Page:Revue des Deux Mondes - 1872 - tome 98.djvu/603

Le texte de cette page a été corrigé et est conforme au fac-similé.
UN MINISTRE
DU ROI PHILIPPE LE BEL

GUILLAUME DE NOGARET[1]
II.
LES APOLOGIES DE NOGARET ET LE PROCÈS DES TEMPLIERS.


I

Nogaret, se présentant devant Philippe le Bel à Béziers, put se vanter de lui avoir fait remporter une difficile victoire. Le plus redoutable adversaire que la royauté française eût jamais trouvé sur son chemin était mort de rage.
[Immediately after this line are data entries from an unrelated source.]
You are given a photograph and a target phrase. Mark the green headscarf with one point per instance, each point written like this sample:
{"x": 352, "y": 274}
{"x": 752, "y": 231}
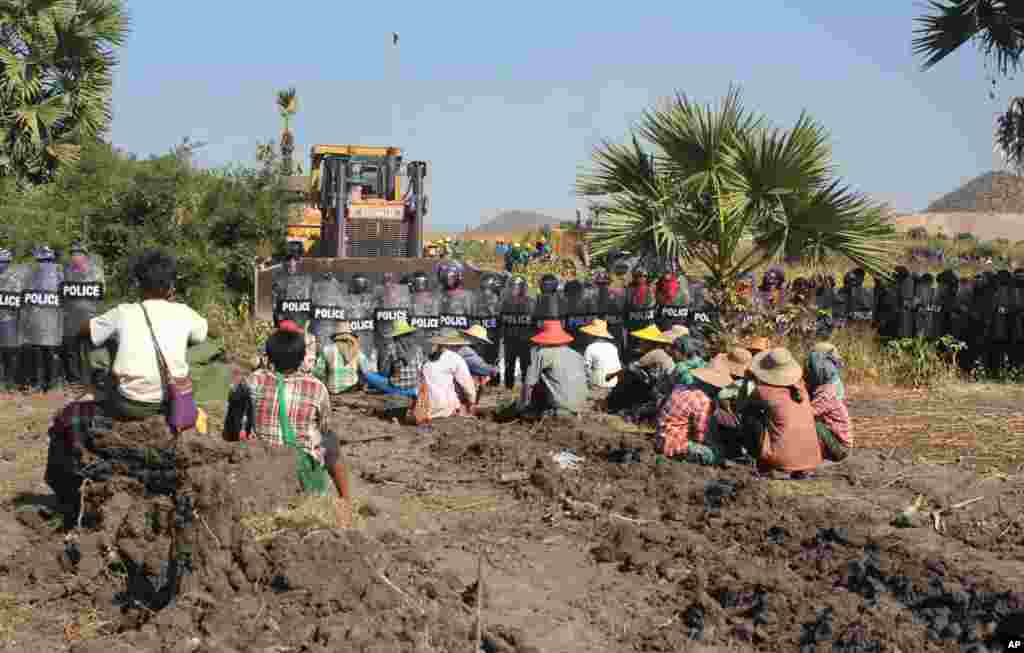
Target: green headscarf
{"x": 822, "y": 368}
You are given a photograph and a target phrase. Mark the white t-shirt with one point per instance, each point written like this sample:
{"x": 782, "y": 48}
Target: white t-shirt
{"x": 601, "y": 358}
{"x": 175, "y": 324}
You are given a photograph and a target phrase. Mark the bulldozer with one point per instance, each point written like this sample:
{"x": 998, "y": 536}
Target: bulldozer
{"x": 364, "y": 212}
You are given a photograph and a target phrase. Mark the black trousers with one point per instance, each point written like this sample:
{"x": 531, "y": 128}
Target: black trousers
{"x": 40, "y": 366}
{"x": 75, "y": 357}
{"x": 9, "y": 367}
{"x": 515, "y": 350}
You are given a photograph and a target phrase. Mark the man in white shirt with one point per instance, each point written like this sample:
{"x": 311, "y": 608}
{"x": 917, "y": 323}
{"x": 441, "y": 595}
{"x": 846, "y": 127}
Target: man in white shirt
{"x": 136, "y": 390}
{"x": 601, "y": 356}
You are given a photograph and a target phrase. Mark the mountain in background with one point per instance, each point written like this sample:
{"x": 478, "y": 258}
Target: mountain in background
{"x": 990, "y": 207}
{"x": 991, "y": 192}
{"x": 513, "y": 221}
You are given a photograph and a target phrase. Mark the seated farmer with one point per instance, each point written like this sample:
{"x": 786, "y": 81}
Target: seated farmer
{"x": 445, "y": 385}
{"x": 482, "y": 373}
{"x": 832, "y": 419}
{"x": 556, "y": 380}
{"x": 686, "y": 352}
{"x": 832, "y": 353}
{"x": 601, "y": 356}
{"x": 778, "y": 420}
{"x": 292, "y": 407}
{"x": 641, "y": 389}
{"x": 340, "y": 363}
{"x": 685, "y": 427}
{"x": 136, "y": 390}
{"x": 310, "y": 358}
{"x": 757, "y": 344}
{"x": 398, "y": 362}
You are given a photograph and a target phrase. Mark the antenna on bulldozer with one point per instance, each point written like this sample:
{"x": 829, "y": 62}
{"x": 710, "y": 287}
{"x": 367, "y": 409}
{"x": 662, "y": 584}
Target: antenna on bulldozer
{"x": 394, "y": 80}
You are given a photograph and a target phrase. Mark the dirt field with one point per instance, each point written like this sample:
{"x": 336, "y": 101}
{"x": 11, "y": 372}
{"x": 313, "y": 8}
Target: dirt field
{"x": 606, "y": 557}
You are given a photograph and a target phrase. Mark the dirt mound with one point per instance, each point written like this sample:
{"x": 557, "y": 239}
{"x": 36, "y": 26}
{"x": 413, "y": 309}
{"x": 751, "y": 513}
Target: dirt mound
{"x": 164, "y": 557}
{"x": 741, "y": 560}
{"x": 990, "y": 192}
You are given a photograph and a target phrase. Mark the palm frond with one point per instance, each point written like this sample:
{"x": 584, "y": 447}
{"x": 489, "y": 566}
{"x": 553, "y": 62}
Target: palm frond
{"x": 288, "y": 101}
{"x": 1010, "y": 134}
{"x": 997, "y": 25}
{"x": 833, "y": 220}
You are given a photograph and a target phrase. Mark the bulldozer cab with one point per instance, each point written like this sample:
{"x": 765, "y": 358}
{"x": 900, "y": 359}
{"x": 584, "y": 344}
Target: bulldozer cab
{"x": 371, "y": 204}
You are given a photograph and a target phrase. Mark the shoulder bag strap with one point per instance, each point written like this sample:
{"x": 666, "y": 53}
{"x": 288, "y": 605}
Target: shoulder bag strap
{"x": 165, "y": 374}
{"x": 288, "y": 435}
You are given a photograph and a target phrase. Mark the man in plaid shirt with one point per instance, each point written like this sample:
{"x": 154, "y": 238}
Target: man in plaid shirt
{"x": 307, "y": 405}
{"x": 398, "y": 361}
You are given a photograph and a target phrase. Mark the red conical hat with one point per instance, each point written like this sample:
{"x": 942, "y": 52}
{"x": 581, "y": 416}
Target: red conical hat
{"x": 552, "y": 334}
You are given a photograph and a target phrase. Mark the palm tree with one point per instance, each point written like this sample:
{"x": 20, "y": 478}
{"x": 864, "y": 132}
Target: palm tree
{"x": 288, "y": 105}
{"x": 997, "y": 28}
{"x": 56, "y": 62}
{"x": 726, "y": 190}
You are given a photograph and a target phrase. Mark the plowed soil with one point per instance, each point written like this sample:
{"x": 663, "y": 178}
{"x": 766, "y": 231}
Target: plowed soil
{"x": 604, "y": 557}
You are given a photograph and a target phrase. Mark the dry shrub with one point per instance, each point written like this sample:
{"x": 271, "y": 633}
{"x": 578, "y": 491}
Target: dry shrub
{"x": 243, "y": 335}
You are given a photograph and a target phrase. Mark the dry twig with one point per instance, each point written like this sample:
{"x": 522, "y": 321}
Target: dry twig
{"x": 479, "y": 603}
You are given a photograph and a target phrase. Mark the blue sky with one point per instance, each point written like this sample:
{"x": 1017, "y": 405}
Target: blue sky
{"x": 507, "y": 100}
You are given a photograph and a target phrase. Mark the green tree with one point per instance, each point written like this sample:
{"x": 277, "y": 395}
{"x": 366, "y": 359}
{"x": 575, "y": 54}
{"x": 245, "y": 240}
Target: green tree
{"x": 997, "y": 28}
{"x": 288, "y": 105}
{"x": 56, "y": 62}
{"x": 724, "y": 188}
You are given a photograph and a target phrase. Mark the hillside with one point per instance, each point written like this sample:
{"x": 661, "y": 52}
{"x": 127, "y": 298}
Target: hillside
{"x": 515, "y": 221}
{"x": 991, "y": 192}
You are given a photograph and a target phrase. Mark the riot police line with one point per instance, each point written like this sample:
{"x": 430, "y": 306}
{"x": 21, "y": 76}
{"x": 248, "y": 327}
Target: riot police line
{"x": 986, "y": 312}
{"x": 42, "y": 307}
{"x": 43, "y": 304}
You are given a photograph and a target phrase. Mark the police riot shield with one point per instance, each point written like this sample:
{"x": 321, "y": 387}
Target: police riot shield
{"x": 486, "y": 312}
{"x": 824, "y": 304}
{"x": 456, "y": 308}
{"x": 1017, "y": 318}
{"x": 609, "y": 306}
{"x": 905, "y": 306}
{"x": 578, "y": 309}
{"x": 359, "y": 320}
{"x": 292, "y": 297}
{"x": 425, "y": 315}
{"x": 517, "y": 318}
{"x": 81, "y": 294}
{"x": 11, "y": 294}
{"x": 857, "y": 305}
{"x": 999, "y": 327}
{"x": 391, "y": 302}
{"x": 327, "y": 308}
{"x": 952, "y": 303}
{"x": 924, "y": 299}
{"x": 41, "y": 320}
{"x": 704, "y": 313}
{"x": 640, "y": 313}
{"x": 673, "y": 302}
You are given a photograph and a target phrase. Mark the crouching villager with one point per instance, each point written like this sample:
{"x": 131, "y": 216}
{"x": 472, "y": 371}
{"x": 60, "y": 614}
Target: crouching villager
{"x": 685, "y": 427}
{"x": 341, "y": 362}
{"x": 778, "y": 419}
{"x": 641, "y": 384}
{"x": 482, "y": 372}
{"x": 556, "y": 380}
{"x": 688, "y": 354}
{"x": 290, "y": 407}
{"x": 135, "y": 390}
{"x": 601, "y": 355}
{"x": 832, "y": 419}
{"x": 445, "y": 385}
{"x": 398, "y": 362}
{"x": 829, "y": 351}
{"x": 309, "y": 361}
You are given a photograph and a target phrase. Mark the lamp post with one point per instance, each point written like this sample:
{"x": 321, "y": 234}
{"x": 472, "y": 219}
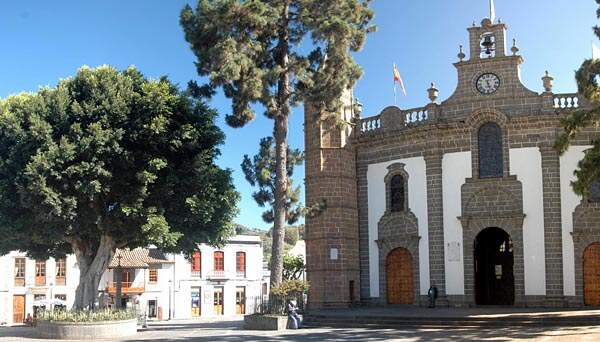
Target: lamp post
{"x": 118, "y": 285}
{"x": 170, "y": 281}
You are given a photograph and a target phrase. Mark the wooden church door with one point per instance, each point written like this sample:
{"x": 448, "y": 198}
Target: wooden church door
{"x": 399, "y": 277}
{"x": 591, "y": 274}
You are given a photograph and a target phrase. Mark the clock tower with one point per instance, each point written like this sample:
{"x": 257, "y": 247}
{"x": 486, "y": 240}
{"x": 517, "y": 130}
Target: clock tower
{"x": 489, "y": 73}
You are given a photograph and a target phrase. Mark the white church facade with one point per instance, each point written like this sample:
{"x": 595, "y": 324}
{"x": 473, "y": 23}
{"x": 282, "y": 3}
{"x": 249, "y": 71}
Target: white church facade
{"x": 468, "y": 195}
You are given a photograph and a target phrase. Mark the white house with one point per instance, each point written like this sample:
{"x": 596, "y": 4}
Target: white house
{"x": 217, "y": 281}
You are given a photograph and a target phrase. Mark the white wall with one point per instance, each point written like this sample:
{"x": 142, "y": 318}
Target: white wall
{"x": 568, "y": 200}
{"x": 417, "y": 202}
{"x": 526, "y": 164}
{"x": 455, "y": 168}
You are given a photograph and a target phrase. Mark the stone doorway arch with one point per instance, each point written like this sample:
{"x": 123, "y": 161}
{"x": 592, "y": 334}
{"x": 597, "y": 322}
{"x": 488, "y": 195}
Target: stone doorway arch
{"x": 591, "y": 274}
{"x": 494, "y": 268}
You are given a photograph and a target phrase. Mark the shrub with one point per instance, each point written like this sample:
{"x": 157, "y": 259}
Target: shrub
{"x": 85, "y": 316}
{"x": 290, "y": 287}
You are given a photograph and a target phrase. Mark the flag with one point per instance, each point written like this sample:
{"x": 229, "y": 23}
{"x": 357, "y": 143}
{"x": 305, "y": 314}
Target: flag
{"x": 398, "y": 79}
{"x": 595, "y": 51}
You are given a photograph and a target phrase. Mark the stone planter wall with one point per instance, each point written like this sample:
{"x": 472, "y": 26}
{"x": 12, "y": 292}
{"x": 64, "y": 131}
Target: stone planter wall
{"x": 87, "y": 330}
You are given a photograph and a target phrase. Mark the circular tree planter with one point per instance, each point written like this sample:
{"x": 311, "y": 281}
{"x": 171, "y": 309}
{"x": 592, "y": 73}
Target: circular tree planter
{"x": 86, "y": 330}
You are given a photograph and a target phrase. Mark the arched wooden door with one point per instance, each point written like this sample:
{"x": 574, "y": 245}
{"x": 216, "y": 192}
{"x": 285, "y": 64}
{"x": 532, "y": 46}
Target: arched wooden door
{"x": 399, "y": 277}
{"x": 591, "y": 274}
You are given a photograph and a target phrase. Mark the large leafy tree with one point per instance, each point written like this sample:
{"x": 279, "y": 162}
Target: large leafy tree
{"x": 588, "y": 172}
{"x": 254, "y": 50}
{"x": 110, "y": 159}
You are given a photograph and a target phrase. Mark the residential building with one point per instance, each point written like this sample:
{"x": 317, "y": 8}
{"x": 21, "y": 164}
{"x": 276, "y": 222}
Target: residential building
{"x": 26, "y": 281}
{"x": 216, "y": 281}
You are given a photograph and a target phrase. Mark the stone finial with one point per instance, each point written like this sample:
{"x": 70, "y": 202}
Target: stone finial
{"x": 547, "y": 81}
{"x": 514, "y": 49}
{"x": 432, "y": 92}
{"x": 461, "y": 54}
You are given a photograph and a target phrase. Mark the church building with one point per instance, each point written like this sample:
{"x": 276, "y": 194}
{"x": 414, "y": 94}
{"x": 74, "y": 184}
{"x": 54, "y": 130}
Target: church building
{"x": 467, "y": 194}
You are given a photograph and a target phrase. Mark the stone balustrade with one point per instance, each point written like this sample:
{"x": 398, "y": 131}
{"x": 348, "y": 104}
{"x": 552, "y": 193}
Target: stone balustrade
{"x": 395, "y": 118}
{"x": 566, "y": 101}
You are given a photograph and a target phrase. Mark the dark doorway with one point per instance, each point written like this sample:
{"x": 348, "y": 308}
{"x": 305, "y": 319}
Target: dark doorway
{"x": 494, "y": 278}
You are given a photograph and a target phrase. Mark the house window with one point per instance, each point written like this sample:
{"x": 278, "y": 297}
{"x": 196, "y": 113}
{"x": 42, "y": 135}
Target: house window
{"x": 153, "y": 275}
{"x": 490, "y": 150}
{"x": 20, "y": 272}
{"x": 61, "y": 272}
{"x": 40, "y": 272}
{"x": 219, "y": 264}
{"x": 196, "y": 264}
{"x": 397, "y": 193}
{"x": 595, "y": 191}
{"x": 240, "y": 264}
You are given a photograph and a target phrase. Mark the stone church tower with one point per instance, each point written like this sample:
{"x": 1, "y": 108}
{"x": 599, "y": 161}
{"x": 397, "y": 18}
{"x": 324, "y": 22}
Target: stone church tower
{"x": 467, "y": 194}
{"x": 332, "y": 248}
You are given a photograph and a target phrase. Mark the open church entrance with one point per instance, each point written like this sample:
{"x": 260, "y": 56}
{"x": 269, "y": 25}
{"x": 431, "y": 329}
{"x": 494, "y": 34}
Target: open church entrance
{"x": 494, "y": 278}
{"x": 399, "y": 277}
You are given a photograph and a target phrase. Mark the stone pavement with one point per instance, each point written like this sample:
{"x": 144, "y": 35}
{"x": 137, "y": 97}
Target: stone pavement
{"x": 231, "y": 328}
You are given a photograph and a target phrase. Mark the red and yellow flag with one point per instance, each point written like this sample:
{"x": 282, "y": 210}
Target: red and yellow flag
{"x": 398, "y": 79}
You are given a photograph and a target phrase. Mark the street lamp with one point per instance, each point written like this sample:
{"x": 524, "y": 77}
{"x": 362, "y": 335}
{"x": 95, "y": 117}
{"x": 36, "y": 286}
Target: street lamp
{"x": 118, "y": 285}
{"x": 170, "y": 281}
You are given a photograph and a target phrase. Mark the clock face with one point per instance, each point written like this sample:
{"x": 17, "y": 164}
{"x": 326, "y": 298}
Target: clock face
{"x": 487, "y": 83}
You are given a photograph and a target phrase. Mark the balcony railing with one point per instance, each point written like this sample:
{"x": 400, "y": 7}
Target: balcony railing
{"x": 218, "y": 275}
{"x": 61, "y": 280}
{"x": 127, "y": 287}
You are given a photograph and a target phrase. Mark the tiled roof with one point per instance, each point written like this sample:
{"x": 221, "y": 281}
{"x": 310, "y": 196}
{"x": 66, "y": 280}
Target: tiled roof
{"x": 137, "y": 258}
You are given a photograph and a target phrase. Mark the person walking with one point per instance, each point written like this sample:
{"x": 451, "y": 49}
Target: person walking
{"x": 293, "y": 314}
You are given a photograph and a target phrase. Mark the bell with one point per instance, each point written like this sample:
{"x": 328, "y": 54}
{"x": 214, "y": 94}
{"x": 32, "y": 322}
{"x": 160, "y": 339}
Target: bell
{"x": 487, "y": 44}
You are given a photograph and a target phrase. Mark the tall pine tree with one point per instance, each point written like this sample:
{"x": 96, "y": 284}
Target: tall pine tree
{"x": 253, "y": 50}
{"x": 588, "y": 172}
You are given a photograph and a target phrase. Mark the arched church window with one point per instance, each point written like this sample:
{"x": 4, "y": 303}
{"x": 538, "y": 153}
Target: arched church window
{"x": 490, "y": 150}
{"x": 397, "y": 193}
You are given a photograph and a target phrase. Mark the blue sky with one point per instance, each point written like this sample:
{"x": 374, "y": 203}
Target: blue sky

Nogaret exposa en plein conseil le complet changement qui s’était opéré dans les dispositions de la cour de Rome, insista sur les bonnes intentions du pape Benoît XI, et conseilla d’envoyer une solennelle ambassade au saint-siège avant que le pape eût, selon l’usage, dépêché en France le légat porteur de la bulle d’intronisation. C’était là un avis très prudent ; il y avait trois mois et demi que Benoît était proclamé ; si l’on avait attendu encore et que le légat ne fût pas venu, cette abstention aurait passé pour la confirmation de tous les anathèmes de Boniface. Le roi suivit cette opinion, et désigna pour faire partie de l’ambassade Bérard, ou Béraud, seigneur de Mercœur, Guillaume de Plaisian et le célèbre canoniste Pierre de Belleperche, tous trois amis et associés intimes de Nogaret. Ce qui prouve du reste que la conduite de ce dernier obtint de Philippe une pleine approbation, c’est que nous possédons les actes originaux, datés de Béziers

  1. Voyez la Revue du 15 mars.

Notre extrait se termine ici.